I am fascinated by his casual acceptance of these visions. No, he doesn’t try to figure them out, or decipher them, he tells me, he doesn’t see the point to that. He’s content just to watch them come and go in the flames. I get the idea that he views them as a kind of entertainment.

"They’re for watching, not doing," he says. He "guesses" that I must have been watching him the same way (more or less) that he was watching me.

I don‘t have any better explanation at hand, so I ask him some questions about himself. How does he live? What does he like to do?

He and Margid are country folk, he says. They live a simple, quiet life. Most of their food comes out of their own garden ~ potatoes, onions, turnips, beans and lettuce, mostly, and a few very hot chili peppers, that Pease likes to munch right off the vine. "Margid don’t like ’em, they’re too hot for her. But I sure do!" he tells me with enthusiasm.

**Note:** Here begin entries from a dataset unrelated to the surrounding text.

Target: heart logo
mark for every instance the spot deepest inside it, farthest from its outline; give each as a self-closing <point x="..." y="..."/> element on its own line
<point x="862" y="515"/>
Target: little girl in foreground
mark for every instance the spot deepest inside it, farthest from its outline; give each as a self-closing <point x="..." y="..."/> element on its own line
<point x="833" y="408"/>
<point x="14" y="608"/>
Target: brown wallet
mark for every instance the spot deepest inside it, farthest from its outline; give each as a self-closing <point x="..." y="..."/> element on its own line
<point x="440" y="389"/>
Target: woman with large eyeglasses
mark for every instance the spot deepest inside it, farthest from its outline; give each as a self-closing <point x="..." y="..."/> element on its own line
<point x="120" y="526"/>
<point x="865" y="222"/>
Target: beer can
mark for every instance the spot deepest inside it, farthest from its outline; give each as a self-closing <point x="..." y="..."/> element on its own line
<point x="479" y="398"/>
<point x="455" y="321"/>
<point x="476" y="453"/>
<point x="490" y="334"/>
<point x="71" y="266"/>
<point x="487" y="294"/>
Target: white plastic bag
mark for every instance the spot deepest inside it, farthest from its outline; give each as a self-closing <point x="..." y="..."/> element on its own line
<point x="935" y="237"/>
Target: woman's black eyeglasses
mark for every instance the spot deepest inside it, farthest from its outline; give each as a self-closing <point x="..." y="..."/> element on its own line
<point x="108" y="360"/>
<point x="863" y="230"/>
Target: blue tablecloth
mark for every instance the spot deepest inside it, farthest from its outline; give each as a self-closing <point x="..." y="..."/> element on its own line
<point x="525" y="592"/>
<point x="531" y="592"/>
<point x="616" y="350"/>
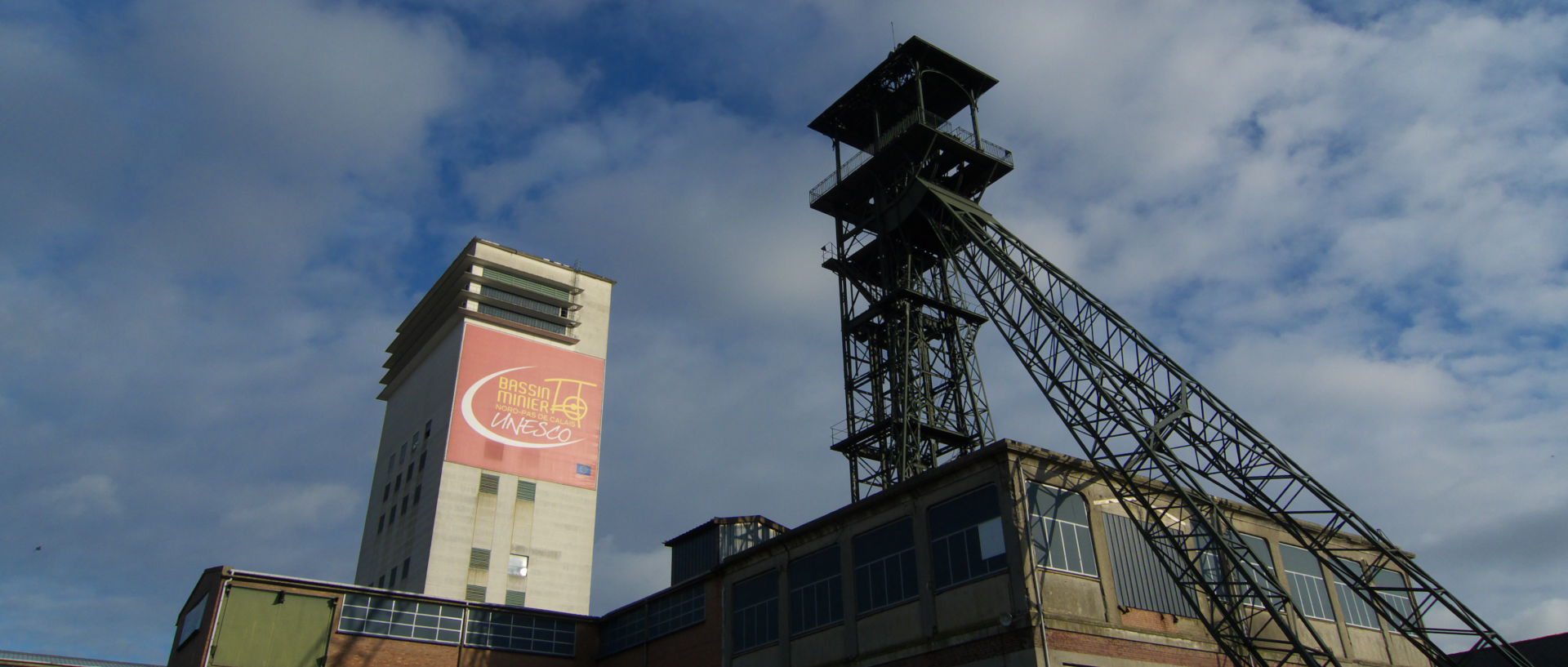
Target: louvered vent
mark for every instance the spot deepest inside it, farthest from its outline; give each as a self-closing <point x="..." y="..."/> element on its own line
<point x="532" y="286"/>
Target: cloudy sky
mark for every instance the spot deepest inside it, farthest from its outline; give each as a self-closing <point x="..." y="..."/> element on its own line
<point x="1346" y="218"/>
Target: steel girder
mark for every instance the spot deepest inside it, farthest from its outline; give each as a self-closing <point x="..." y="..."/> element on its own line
<point x="1136" y="414"/>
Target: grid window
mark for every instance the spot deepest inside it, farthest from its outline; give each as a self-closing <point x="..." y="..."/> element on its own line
<point x="884" y="566"/>
<point x="675" y="611"/>
<point x="816" y="590"/>
<point x="1356" y="611"/>
<point x="1058" y="528"/>
<point x="388" y="617"/>
<point x="755" y="619"/>
<point x="1142" y="580"/>
<point x="523" y="633"/>
<point x="1254" y="554"/>
<point x="966" y="537"/>
<point x="1308" y="586"/>
<point x="1396" y="598"/>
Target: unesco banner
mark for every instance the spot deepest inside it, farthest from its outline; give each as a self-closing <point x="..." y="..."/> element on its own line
<point x="529" y="409"/>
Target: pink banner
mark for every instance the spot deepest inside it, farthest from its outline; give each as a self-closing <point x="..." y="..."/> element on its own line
<point x="528" y="409"/>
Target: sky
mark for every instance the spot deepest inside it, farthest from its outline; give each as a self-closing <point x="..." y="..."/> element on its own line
<point x="1346" y="218"/>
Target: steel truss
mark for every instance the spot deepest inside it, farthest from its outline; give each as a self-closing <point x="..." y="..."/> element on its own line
<point x="913" y="394"/>
<point x="1138" y="417"/>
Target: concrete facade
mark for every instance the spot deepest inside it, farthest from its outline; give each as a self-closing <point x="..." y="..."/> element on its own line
<point x="452" y="528"/>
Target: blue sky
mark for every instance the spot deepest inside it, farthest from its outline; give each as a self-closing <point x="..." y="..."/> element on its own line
<point x="1346" y="218"/>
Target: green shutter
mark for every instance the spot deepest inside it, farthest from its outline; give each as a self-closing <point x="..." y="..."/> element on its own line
<point x="270" y="629"/>
<point x="532" y="286"/>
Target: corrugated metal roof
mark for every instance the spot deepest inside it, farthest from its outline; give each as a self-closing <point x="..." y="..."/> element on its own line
<point x="47" y="660"/>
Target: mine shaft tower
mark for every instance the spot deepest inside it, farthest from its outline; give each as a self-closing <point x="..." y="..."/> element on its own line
<point x="913" y="249"/>
<point x="911" y="387"/>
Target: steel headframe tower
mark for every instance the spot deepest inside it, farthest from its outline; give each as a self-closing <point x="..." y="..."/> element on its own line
<point x="911" y="230"/>
<point x="913" y="392"/>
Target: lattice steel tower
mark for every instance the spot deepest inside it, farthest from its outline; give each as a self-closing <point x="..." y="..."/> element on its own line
<point x="911" y="238"/>
<point x="913" y="394"/>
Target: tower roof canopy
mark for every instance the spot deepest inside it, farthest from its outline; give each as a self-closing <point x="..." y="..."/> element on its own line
<point x="888" y="93"/>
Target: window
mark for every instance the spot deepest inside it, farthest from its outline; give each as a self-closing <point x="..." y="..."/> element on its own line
<point x="528" y="284"/>
<point x="1142" y="581"/>
<point x="1254" y="554"/>
<point x="966" y="537"/>
<point x="388" y="617"/>
<point x="675" y="611"/>
<point x="192" y="620"/>
<point x="816" y="590"/>
<point x="1058" y="528"/>
<point x="1356" y="611"/>
<point x="755" y="619"/>
<point x="521" y="318"/>
<point x="518" y="300"/>
<point x="524" y="633"/>
<point x="1308" y="586"/>
<point x="884" y="566"/>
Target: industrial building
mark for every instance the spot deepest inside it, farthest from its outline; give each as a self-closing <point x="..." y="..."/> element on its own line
<point x="1181" y="539"/>
<point x="1010" y="554"/>
<point x="487" y="476"/>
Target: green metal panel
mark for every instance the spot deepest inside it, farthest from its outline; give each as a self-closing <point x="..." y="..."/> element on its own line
<point x="265" y="629"/>
<point x="526" y="284"/>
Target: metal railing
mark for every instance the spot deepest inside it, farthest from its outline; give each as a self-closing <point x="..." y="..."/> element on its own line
<point x="968" y="138"/>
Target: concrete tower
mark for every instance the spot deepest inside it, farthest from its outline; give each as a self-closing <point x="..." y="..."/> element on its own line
<point x="488" y="470"/>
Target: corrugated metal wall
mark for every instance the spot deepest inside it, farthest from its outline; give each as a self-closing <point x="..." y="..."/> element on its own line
<point x="270" y="629"/>
<point x="1140" y="580"/>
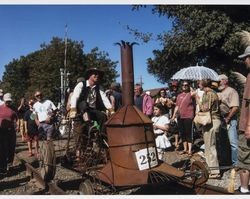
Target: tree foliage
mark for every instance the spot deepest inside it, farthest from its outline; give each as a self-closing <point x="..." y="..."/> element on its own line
<point x="200" y="34"/>
<point x="41" y="69"/>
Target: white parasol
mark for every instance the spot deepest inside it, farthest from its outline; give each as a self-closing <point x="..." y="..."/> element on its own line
<point x="195" y="73"/>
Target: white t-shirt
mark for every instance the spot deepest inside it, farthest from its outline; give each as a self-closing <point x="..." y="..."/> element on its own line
<point x="160" y="121"/>
<point x="161" y="141"/>
<point x="44" y="109"/>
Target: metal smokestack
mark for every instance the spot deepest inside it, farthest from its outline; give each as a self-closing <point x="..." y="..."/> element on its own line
<point x="127" y="73"/>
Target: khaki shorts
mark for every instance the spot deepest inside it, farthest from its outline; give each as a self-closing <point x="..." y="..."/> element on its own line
<point x="243" y="153"/>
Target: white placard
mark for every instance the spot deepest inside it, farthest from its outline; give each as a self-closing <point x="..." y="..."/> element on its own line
<point x="146" y="157"/>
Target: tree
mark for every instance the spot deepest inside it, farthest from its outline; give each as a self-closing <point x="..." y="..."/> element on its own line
<point x="41" y="69"/>
<point x="200" y="34"/>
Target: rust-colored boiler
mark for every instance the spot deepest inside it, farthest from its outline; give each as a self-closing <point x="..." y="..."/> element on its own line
<point x="131" y="141"/>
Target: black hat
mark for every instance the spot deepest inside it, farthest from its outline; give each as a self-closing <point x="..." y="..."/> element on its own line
<point x="91" y="71"/>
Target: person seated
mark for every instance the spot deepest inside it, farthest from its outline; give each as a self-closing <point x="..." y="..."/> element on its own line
<point x="160" y="126"/>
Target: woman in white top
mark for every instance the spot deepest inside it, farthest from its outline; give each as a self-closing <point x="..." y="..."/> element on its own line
<point x="160" y="126"/>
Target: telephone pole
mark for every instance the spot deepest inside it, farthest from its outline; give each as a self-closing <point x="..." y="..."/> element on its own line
<point x="63" y="71"/>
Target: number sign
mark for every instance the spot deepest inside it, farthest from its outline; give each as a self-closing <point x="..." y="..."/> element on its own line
<point x="146" y="158"/>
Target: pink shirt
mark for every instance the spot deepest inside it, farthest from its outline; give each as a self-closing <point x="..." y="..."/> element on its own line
<point x="186" y="105"/>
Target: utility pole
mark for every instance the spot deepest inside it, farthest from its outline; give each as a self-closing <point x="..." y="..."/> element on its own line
<point x="63" y="72"/>
<point x="140" y="80"/>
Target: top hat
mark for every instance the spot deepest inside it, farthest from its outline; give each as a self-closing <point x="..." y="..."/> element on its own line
<point x="92" y="71"/>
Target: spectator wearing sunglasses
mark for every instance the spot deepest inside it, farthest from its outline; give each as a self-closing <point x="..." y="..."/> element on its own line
<point x="45" y="111"/>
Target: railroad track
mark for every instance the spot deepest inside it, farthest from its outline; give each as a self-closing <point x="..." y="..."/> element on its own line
<point x="25" y="178"/>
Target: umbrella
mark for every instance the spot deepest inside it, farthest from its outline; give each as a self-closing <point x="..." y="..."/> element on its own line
<point x="195" y="73"/>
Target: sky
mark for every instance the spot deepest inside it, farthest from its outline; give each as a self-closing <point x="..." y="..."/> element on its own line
<point x="25" y="27"/>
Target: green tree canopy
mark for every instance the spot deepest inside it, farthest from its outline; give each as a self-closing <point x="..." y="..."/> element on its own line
<point x="41" y="69"/>
<point x="200" y="34"/>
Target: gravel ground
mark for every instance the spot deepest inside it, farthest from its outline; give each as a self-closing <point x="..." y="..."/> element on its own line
<point x="18" y="183"/>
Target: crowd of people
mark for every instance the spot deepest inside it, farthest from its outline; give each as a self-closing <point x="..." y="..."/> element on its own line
<point x="172" y="112"/>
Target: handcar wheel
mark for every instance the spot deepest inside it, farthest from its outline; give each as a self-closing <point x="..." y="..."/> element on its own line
<point x="48" y="161"/>
<point x="86" y="188"/>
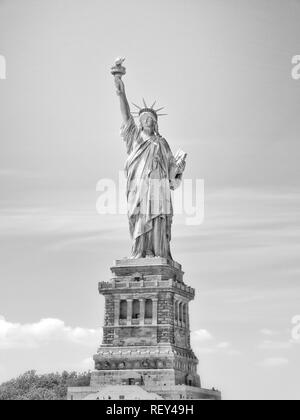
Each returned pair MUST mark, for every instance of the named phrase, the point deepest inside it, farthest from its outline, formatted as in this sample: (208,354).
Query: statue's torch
(118,70)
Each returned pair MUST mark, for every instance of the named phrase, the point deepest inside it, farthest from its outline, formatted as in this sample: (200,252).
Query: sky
(224,72)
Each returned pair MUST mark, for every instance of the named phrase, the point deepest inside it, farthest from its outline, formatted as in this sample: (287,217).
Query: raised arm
(125,109)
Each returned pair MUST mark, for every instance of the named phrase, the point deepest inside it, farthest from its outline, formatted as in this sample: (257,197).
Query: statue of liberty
(152,172)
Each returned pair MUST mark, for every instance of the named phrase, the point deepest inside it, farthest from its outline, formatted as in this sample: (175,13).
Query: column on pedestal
(155,311)
(129,311)
(142,311)
(117,311)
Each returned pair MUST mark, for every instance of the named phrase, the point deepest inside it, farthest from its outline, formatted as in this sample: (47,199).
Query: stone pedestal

They get milk from the cows and Margid makes the butter and cheese. She also makes the beer ~ "She do make good beer" says Pease, smacking his lips appreciatively. "The lads" help out sometimes, especially when they go to the market-gather to trade. There’s also some hunting in the woods nearby, although Pease doesn’t do much of that ~ "The lads, they bring us plenty of meat in trade for beer." Pease does likes to fish, spending the day at the lake whenever he can.

No, they don’t have any children, he tells me in response to my query. He doesn’t seem to want to elaborate on this.

I can’t resist asking him one more question on the subject of his visions. "Don’t you ever wonder if they’re ~ you know ~ real?" I ask him.

"Real?" he echoes, "Well, I see them, don’t I?"

Not wanting to argue that, I tell Pease that I’ve enjoyed meeting him and thank him for talking to me as I take my leave.